ラグビーの現役時代のポジションは、CTB(センター)、FB(フルバック)。1986年度西日本学生代表として東西対抗に出場。
87年4月ベースボール・マガジン社入社、ラグビーマガジン編集部に勤務。90年6月より97年2月まで同誌編集長。出版局を経て98年6月退社し、フリーランスの編集者、記者、ラグビージャーナリストとして活動。J SPORTSのラグビー解説は98年より継続中。1999年から2019年の6回のラグビーワールドカップでコメンテーターを務めた。著書に「仲間を信じて」(岩波ジュニア新書)、「空飛ぶウイング」(洋泉社)、「ハルのゆく道」(道友社)、「ラグビーが教えてくれること」、「ノーサイド 勝敗の先にあるもの」(あかね書房)などがある。

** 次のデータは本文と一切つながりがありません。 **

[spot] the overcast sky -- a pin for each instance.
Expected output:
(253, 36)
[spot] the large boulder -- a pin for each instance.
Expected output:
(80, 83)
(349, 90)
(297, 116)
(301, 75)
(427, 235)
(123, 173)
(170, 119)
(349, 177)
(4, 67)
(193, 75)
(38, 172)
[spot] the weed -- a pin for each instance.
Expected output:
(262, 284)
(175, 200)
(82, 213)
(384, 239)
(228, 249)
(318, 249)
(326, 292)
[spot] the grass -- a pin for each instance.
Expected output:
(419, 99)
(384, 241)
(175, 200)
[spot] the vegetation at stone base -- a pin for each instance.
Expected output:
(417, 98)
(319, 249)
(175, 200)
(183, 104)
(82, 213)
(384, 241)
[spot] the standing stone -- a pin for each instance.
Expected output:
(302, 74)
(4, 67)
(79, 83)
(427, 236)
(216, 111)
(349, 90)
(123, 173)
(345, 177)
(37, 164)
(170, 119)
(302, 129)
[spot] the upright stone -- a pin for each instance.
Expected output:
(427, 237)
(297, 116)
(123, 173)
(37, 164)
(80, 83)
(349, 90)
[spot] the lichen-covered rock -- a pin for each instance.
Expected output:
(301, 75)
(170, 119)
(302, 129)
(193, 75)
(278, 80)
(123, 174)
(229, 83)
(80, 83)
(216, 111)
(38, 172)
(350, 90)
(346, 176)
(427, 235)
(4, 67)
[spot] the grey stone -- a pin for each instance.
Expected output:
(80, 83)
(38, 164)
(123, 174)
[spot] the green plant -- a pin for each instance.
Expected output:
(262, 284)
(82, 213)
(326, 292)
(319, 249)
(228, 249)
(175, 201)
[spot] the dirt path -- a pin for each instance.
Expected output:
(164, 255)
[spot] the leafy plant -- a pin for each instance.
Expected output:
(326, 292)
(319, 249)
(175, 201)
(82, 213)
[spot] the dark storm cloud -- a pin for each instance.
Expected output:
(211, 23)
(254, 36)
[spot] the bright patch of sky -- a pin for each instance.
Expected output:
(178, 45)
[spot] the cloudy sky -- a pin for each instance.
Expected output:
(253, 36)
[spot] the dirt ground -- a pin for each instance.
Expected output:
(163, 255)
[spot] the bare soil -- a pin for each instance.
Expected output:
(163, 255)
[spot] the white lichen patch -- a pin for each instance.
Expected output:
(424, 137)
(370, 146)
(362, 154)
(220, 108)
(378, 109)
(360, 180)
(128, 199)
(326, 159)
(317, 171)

1月11日、高校大会の決勝戦を制したのは、東海大仰星だった。2年ぶり4回目の優勝である。東大阪市の花園ラグビー場は、祝日の開催とあって、18,200人の大観衆が席を埋めた。期待された通り、試合は互角の好勝負になった。東海大仰星が前半3分にLO横井のトライで先制。桐蔭学園もCTB齊藤大朗のトライで一端は逆転したが、前半終了間際には、東海大仰星がFL眞野キャプテンのトライで逆転し、後半の立ち上がりにもWTB中がトライを奪うなど、勝負どころの時間帯でスコアする東海大仰星の試合巧者ぶりが光った。桐蔭学園もボールをキープして攻め続ける立派な戦いだった。
「力が入りました。60分間すべてに賭けようと言っていて、選手がやってくれた。彼らがつかみとった優勝です。おめでとう、と言いたいです。そして、選手達に感謝しています」(湯浅大智監督)。
表彰式後、選手達はバックスタンドに走った。前日、眞野キャプテンが「全員で日本一の景色を見よう」と言っていたのだが、その言葉通り、バックスタンドで見守ったチームメイト、高校の仲間と喜びを分かち合った。選手たちがバックスタンドに行ったとき、誰からともなく校歌をうたいはじめたのだが、これは湯浅大智監督が、「ぜったいに歌おう」と言っていたものだったという。
「僕が現役時代に初めて優勝したとき、誰からともなく校歌をうたい始めたんです。それが忘れられない思い出になった。でも、その後の2回の優勝では歌えなかった。それが残念でした。校歌は、チームも学校の人達もOBも、誰もが歌えるチームソングです。きょうは歌ってくれて感動しました」
湯浅監督はこの日初めて、ウォーミングアップで涙を流したという。「そこには中等部の生徒もいて、いつも通りでした。その中で、選手たちが目配り、気配り、心配りをしていた。高校生たちの人間的成長が見えて感動しました」。眞野キャプテンによれば、この世代は目立った選手がおらず、「期待されていなかった」という。それを、近畿大会、選抜大会と、勝ち星を重ねることで成長してきた。湯浅監督は、3年の監督歴で2度の日本一である。2年前は、土井・前監督からチームを引き継ぐ形での優勝だったが、今回は3年間監督を務めての優勝。その思いも格別だろう。